Carlos Celdran On The Manila Biennale

Arts & Culture

February 21, 2018 | BY Jeanna Lanting

Famous for his free-spirited approach to sharing Manila’s history, Carlos Celdran embarks on a new mission to remind us of our country’s past with the Manila Biennale

Carlos Celdran is known for being a number of things, including a performance artist and a tour guide. But what he is arguably most famous for is his cultural activism, something that prevails in all his works. The whimsicality he injects in his walking tours is just one of the many ways by which he makes history interesting and memorable for his audience, in the hopes of instilling in them an interest and appreciation for local culture. These hopes are put on a grander scale in his latest endeavour— the Manila Biennale. The event, which runs throughout the whole month of February, brings Intramuros to life with the many exhibitions and activities set in place.

PT: What sparked the deep appreciation you have for all things Old Manila?

CC: The obsession I have for Manila is a direct reaction to my sheltered and insular upbringing in Makati. I grew up in Dasmariñas Village, unapologetically upper middle class. I studied in the village, I socialised in the village, and my whole world revolved around the village. It was a comfortable and safe upbringing but an absolute nightmare for any creative spirit. I knew there was more to my city than gated communities, social clubs, and malls. So, when I graduated from high school in 1990, took up Fine Arts at UP Diliman, and began roaming the streets of Intramuros and Malate during my free time. I discovered another side to my city, one that wasn’t so controlled and precious; a city that was exciting, unpredictable, and full of life and culture. Since then, I never looked back.

PT: How did you come up with Manila’s first biennale?

CC: It wasn’t a solo decision. I came up with the idea along with a few artist friends of mine while we were doing a residency at Santiago Bose’s house in Baguio. We were expressing our frustrations with the current art scene in the Philippines. We felt that Manila’s art scene needed something more than just gallery openings, sales fairs, and the ever-growing culture of patronage and commerce. Not that there is anything wrong with the status quo; I’m absolutely grateful that the museums, galleries, and patrons support and promote artists, keeping this creative industry alive. But we felt that it was time for artists do something for themselves. It was time to mount an artist-run, artist-centric, artist-focused exposition mounted in an authentic setting that would create a larger context. So, I went online and bought the name ‘Manila Biennale’ by credit card.

PT: What does its theme ‘OPENCITY’ hope to convey?

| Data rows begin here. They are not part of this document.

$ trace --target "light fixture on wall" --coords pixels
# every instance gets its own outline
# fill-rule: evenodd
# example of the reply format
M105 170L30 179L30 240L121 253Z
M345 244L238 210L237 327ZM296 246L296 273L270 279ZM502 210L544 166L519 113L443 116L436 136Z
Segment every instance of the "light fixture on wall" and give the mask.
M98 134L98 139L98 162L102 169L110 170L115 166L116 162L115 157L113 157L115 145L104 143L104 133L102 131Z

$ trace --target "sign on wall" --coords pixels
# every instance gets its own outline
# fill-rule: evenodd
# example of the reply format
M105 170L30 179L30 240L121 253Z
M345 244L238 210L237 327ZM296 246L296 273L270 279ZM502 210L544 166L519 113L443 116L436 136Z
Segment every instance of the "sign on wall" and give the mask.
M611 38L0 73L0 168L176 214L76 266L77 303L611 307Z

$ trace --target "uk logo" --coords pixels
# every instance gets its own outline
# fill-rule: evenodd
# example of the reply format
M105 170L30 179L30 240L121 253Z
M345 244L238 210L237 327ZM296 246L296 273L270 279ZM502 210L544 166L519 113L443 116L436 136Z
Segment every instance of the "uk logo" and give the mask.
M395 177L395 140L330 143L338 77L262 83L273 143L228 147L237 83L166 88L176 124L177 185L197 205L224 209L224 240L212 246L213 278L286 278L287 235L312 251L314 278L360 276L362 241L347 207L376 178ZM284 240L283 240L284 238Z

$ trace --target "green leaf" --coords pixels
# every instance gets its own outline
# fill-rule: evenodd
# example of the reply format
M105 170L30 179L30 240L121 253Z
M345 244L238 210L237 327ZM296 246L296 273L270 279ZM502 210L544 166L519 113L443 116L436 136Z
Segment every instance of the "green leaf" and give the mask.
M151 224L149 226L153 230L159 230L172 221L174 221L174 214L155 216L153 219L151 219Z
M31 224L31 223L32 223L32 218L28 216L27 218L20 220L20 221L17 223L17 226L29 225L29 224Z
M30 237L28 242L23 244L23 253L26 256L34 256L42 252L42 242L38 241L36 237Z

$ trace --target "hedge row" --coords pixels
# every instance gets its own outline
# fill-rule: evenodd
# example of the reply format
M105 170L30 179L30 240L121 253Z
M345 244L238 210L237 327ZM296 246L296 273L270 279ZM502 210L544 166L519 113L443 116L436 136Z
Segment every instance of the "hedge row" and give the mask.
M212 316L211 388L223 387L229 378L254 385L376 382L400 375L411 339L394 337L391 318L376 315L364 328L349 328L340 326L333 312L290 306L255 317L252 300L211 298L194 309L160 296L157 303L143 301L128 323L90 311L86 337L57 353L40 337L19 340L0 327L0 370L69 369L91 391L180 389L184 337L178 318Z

CC: The current theme OPENCITY references Intramuros. It brings to mind its histories as a trading port, as a spiritual and cultural touchstone, and its importance in the development of the capital that we live in. It also refers to World War II, the 1945 destruction of Intramuros and the loss of over three centuries of culture. The loss of Intramuros—its churches, architecture, and art—is one of the biggest tragedies we’ve ever had as a people and we hope to invite people back to the city in order to revive it both in form and in thought. We hope to open up the city through art and culture and authentic experiences. Consider the Manila Biennale an intangible memorial to the destruction of our walled city and the 100,000 civilians who were lost in the Battle of Manila.

PT: How is an exposition like this different from the others that have taken place?

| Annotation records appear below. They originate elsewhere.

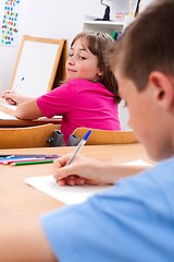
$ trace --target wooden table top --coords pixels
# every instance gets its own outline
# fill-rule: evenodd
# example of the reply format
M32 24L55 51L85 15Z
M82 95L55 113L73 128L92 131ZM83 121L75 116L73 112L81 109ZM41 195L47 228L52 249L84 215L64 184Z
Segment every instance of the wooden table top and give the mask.
M15 117L15 110L5 106L4 99L0 98L0 111L5 112L12 117ZM22 128L22 127L33 127L46 123L61 124L62 117L58 116L55 118L38 118L36 120L22 120L22 119L0 119L0 128Z
M0 150L0 154L58 154L72 153L74 146ZM139 144L97 145L83 147L85 156L105 162L130 162L144 159L149 162L145 148ZM8 166L0 165L0 206L1 212L9 214L39 215L58 209L62 203L51 196L27 186L24 179L33 176L51 175L53 164ZM107 174L105 174L107 176Z

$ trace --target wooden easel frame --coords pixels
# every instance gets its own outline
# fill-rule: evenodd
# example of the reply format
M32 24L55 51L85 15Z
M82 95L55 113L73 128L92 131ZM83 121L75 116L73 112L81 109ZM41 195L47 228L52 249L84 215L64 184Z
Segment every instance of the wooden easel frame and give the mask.
M10 90L13 90L18 84L21 79L26 76L23 83L21 83L16 88L16 92L21 93L22 95L37 97L51 91L59 85L59 82L65 80L66 58L67 43L65 39L51 39L24 35L14 67ZM42 88L44 84L40 84L40 82L44 82L44 78L46 78L46 86ZM32 83L32 80L35 80L35 82ZM35 84L36 86L34 86Z

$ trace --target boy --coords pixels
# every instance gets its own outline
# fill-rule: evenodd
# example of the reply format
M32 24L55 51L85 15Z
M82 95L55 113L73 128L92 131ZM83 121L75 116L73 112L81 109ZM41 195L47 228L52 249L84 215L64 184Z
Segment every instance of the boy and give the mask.
M80 205L44 215L42 229L39 221L32 224L26 221L25 228L18 222L21 227L13 224L15 229L11 225L9 230L1 223L0 258L3 262L8 259L17 262L173 261L173 0L157 0L125 31L112 53L113 72L129 109L129 124L149 155L162 162L122 179L110 191ZM69 157L61 157L57 165L64 166ZM80 182L87 179L101 182L107 177L108 182L115 180L116 168L111 171L108 167L111 172L107 174L105 167L104 176L100 168L103 164L96 166L95 160L83 160L80 163L79 158L59 168L59 176L54 177L65 182L71 174L78 175ZM95 170L100 170L101 176L95 175ZM7 227L9 224L7 222Z

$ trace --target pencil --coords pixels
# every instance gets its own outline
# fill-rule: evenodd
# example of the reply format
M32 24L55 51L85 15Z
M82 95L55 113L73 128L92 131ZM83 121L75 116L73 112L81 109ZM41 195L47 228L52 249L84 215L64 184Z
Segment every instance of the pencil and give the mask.
M78 152L83 148L83 146L86 144L86 142L87 142L90 133L91 133L91 130L88 130L88 131L86 132L86 134L84 135L84 138L82 139L82 141L79 142L79 144L77 145L77 147L75 148L72 157L69 159L69 162L67 162L66 165L70 165L70 164L74 160L74 158L75 158L75 156L77 155L77 153L78 153Z
M46 160L34 160L34 162L16 162L10 164L10 166L26 166L26 165L37 165L37 164L49 164L53 163L54 159L46 159Z

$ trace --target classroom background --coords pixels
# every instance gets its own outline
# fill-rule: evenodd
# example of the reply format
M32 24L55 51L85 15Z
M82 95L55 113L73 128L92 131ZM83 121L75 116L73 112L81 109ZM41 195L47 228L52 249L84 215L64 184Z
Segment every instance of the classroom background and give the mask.
M144 0L144 2L147 1L152 0ZM8 2L8 0L1 0L0 2L0 24L3 20L4 2ZM134 8L137 0L132 2ZM0 95L10 86L23 35L65 38L70 45L74 36L85 28L84 21L87 15L102 19L105 10L100 0L18 0L18 3L15 45L0 45ZM103 3L110 7L111 20L115 20L119 11L123 13L123 11L128 11L129 8L128 0L108 0ZM129 130L127 110L122 105L120 106L120 118L122 129Z

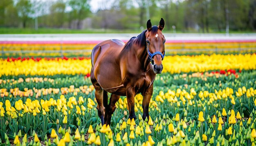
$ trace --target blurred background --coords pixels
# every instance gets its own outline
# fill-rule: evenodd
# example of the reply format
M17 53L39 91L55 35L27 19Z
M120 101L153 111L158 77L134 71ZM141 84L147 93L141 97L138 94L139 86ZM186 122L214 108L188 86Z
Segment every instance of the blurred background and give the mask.
M1 0L1 54L88 55L101 41L125 42L161 18L172 54L254 52L256 8L255 0Z
M250 32L256 8L255 0L1 0L0 26L2 33L11 27L134 31L163 18L171 31Z

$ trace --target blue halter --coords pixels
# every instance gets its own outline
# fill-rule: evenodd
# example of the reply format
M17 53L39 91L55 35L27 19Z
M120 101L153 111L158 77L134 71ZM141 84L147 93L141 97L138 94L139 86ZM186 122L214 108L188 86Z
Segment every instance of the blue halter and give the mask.
M148 46L147 46L148 48L147 50L148 50L148 58L150 59L149 61L151 61L152 60L152 58L153 58L153 57L157 54L159 54L161 55L161 56L162 57L162 60L163 60L164 59L164 56L165 55L165 51L164 52L164 54L162 54L162 53L160 51L157 51L155 53L151 53L149 51L149 49L148 48L148 45L149 45L148 44Z

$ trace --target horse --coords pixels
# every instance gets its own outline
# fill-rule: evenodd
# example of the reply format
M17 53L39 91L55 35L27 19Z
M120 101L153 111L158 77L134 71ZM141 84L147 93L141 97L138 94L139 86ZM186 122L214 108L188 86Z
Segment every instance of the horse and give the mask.
M101 124L110 124L111 116L120 96L126 96L129 118L136 119L134 97L143 96L142 118L149 118L149 102L156 74L163 70L166 40L162 33L164 20L158 26L148 20L147 29L126 44L111 39L97 44L91 56L91 81L95 88L97 109ZM108 104L108 93L111 93Z

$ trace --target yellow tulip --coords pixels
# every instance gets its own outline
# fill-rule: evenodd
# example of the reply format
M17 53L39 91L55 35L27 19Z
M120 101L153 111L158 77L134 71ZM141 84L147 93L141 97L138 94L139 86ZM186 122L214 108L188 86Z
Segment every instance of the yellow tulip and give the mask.
M203 141L204 142L207 141L207 136L206 135L205 135L204 134L203 134L203 135L202 135L202 137L203 137L203 139L202 139Z
M89 126L89 129L88 129L88 133L93 133L93 129L92 128L92 126L91 125Z
M179 131L179 133L180 133L180 135L182 137L184 138L186 137L185 134L184 133L183 131L182 131L180 130L180 131Z
M117 138L116 139L116 141L117 142L120 142L121 141L121 137L120 136L119 133L117 133Z
M237 112L237 113L236 114L236 118L237 119L242 119L242 117L241 117L241 115L240 115L240 113L239 112Z
M219 124L218 130L219 131L221 131L222 130L222 125L220 124Z
M177 122L180 121L180 114L177 113L175 116L175 120Z
M134 139L135 138L134 133L133 132L133 131L131 131L130 133L130 135L129 136L129 138L130 138L131 139Z
M137 126L135 131L135 133L138 135L139 135L140 134L140 128L139 128L139 126Z
M79 139L81 137L81 135L80 135L80 133L79 133L79 131L78 131L78 128L76 128L76 132L75 132L75 139Z
M146 126L145 132L147 134L151 134L152 133L151 130L150 130L150 128L149 128L149 126L148 125L147 125L147 126Z
M90 137L89 138L89 139L88 139L88 142L90 142L90 144L92 144L94 143L96 140L96 136L95 135L95 133L91 133L91 136L90 136Z
M101 138L99 137L99 135L98 135L97 136L97 138L96 138L96 140L95 140L95 142L94 142L94 143L97 145L100 145L101 144Z
M108 131L108 128L106 124L104 124L102 126L102 127L101 128L100 132L101 133L105 133Z
M231 127L229 127L227 131L227 134L229 135L231 135L232 133L233 132L232 132L232 128L231 128Z
M114 146L114 140L113 140L113 139L110 139L110 142L109 142L109 143L108 143L108 146Z
M227 112L226 112L226 110L225 108L223 108L222 109L222 115L223 116L226 116L227 115Z
M182 122L182 127L183 128L183 129L185 129L187 127L187 125L186 125L186 122L185 122L185 121L183 121Z
M38 138L38 137L37 136L37 135L36 134L36 133L35 134L35 137L34 137L34 141L36 142L37 142L39 141L39 139Z
M236 123L236 117L235 116L232 115L229 118L229 124L235 124Z
M122 139L123 140L125 139L126 138L127 138L128 135L128 134L127 134L127 133L126 132L124 135L124 136L123 137L123 138Z
M70 142L70 135L68 132L67 132L66 133L65 133L63 139L65 142Z
M212 121L211 121L213 123L217 123L217 119L216 119L216 116L215 115L213 115L213 118Z
M63 124L65 124L67 123L67 115L65 115L64 119L63 119Z
M14 141L13 141L13 144L16 144L16 146L19 146L20 143L20 142L19 139L19 137L17 135L16 135L15 137L15 138L14 139Z
M202 122L204 121L204 113L202 111L199 112L198 121Z
M128 119L127 122L126 122L126 124L127 125L130 125L131 124L131 119L130 118Z
M51 137L55 138L58 137L58 135L56 133L56 132L54 129L52 130L52 132L51 133Z
M255 129L253 128L252 131L252 133L251 133L251 137L253 138L256 138L256 131L255 131Z
M218 123L220 124L222 124L224 123L223 121L222 120L222 118L221 118L221 117L219 117L219 122L218 122Z
M170 123L169 125L168 125L168 129L170 132L173 132L174 131L174 127L172 123Z
M148 125L150 126L153 126L154 125L154 123L153 123L153 121L152 121L152 119L150 116L149 116L149 119L148 120Z
M155 144L155 142L154 142L154 140L152 139L151 135L148 136L148 142L150 143L150 144L152 146Z

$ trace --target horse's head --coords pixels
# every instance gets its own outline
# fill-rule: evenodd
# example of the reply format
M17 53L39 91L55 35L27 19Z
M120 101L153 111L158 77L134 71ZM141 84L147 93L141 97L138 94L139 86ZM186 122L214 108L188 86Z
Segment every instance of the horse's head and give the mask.
M163 70L162 60L164 57L165 38L162 33L164 20L161 18L158 27L152 27L150 20L147 22L148 31L146 33L148 58L153 66L154 72L161 73Z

CC: First of all, it is run by artists like me; we did the curating, the fundraising, the organising, and the promotions as a collective effort. Secondly, it’s not a marketplace; we don’t sell the art on show. What we are actually selling is the experience of art interacting with Intramuros itself. We’ve introduced day passes, packages for schools, hotel overnight deals, and art passports. We’re planning to have pop-up shops, parties, and lectures. These incentives hope to attract people downtown. Frankly, the simple act of purchasing a cappuccino at an Intramuros coffee shop is already an act of patronage. What’s important is that we show up and use what’s already there. Being there is the best and most direct way to revive a heritage site.

PT: Do you feel that the local art scene is in need of something like this?

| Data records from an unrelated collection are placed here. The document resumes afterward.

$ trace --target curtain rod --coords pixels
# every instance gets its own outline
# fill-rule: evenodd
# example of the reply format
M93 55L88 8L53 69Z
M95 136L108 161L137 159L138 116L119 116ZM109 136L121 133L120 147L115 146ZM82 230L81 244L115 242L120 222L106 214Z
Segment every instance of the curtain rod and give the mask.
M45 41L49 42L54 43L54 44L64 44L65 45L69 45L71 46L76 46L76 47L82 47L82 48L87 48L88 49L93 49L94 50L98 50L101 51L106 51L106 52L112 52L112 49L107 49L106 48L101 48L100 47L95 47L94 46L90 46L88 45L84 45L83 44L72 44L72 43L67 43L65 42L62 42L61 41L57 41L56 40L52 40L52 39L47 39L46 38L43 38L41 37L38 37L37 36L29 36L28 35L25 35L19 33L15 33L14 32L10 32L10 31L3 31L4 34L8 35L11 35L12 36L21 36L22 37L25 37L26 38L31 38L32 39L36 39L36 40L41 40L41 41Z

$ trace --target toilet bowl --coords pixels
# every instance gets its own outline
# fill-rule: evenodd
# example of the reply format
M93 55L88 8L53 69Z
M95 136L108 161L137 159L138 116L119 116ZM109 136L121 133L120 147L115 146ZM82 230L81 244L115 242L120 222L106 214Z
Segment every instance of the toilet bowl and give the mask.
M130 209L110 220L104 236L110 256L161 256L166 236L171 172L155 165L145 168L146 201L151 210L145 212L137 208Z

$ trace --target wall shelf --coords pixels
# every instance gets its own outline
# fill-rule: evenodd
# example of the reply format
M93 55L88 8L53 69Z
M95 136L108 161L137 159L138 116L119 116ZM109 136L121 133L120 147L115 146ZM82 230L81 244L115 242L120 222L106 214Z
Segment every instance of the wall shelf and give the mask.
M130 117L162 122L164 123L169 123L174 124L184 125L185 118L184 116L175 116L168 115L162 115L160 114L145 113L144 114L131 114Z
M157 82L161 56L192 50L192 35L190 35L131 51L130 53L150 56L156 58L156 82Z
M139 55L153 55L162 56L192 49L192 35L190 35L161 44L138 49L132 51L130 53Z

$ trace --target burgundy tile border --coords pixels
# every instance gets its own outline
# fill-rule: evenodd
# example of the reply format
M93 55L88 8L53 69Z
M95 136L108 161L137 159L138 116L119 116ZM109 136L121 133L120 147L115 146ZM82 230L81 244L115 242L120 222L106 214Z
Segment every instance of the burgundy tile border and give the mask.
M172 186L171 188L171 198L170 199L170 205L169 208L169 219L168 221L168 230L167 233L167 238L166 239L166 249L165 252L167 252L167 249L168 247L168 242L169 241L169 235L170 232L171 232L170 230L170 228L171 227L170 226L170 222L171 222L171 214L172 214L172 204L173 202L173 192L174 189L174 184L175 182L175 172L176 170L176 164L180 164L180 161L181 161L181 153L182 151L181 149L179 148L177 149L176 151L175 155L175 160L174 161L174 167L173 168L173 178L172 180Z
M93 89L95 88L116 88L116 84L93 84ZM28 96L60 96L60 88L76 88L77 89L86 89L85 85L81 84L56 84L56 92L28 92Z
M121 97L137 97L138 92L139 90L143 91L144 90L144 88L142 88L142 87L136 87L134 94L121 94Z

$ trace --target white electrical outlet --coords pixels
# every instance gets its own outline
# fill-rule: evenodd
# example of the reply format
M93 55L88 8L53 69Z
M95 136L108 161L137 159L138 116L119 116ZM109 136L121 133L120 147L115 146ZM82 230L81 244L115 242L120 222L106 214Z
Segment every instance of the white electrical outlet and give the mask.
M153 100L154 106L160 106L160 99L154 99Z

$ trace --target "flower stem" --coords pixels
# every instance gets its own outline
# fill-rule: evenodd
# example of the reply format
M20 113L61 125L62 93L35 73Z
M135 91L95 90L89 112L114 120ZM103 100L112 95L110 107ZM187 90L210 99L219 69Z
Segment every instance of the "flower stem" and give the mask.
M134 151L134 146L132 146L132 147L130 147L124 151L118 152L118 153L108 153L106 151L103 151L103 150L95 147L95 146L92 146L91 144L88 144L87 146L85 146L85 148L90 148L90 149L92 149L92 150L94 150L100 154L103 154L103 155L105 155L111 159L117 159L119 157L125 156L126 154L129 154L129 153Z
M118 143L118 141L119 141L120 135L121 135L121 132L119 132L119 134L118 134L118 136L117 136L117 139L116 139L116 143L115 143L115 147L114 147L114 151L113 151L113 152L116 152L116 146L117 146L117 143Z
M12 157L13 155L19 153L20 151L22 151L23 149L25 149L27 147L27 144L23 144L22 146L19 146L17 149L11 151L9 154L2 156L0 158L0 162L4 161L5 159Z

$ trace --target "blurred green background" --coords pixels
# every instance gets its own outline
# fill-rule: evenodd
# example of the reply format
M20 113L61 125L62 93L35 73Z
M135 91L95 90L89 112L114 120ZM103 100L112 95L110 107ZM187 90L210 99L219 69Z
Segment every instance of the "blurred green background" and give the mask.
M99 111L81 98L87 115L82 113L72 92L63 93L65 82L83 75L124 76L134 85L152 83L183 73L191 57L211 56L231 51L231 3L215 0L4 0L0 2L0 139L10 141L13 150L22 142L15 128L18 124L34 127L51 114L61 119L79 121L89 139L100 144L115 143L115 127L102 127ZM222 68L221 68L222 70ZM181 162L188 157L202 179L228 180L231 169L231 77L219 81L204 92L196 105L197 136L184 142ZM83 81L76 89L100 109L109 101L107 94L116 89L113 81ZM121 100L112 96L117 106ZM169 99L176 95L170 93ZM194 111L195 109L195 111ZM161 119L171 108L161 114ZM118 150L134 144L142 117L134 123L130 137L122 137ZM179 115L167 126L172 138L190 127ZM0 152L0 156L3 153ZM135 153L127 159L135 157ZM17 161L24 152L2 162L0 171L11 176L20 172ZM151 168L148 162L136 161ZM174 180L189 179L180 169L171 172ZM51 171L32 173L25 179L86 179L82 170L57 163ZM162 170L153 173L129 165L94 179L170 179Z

CC: The Philippines is in need of more art and more initiatives to protect and revive heritage spaces, not only in the art scene—but outside of it as well.

PT: How do you want visitors to react to the exhibitions?

CC: I leave that open to the viewer. I don’t want to dictate what they will feel. Some may love it, some may even hate it. But if I’ve made anyone skeptical enough about the biennale to actually leave their comfort zone and go down to Intramuros, that’s already a victory in itself.

PT: What thoughts do you wish to impart to people through this event?

CC: Just remember the 100,000 civilians that perished back in 1945. Remember that we had a beautiful city once, and remember that we have the collective power to create a beautiful city once again.

PT: Given that the event is the Manila Biennale, what will ensure its continuity?

CC: On the part of the organisers and artists involved: attention to detail and competence. On the part of the public and government: support, assistance, and understanding. This is a community effort. No one can define Manila alone. We’re in this together.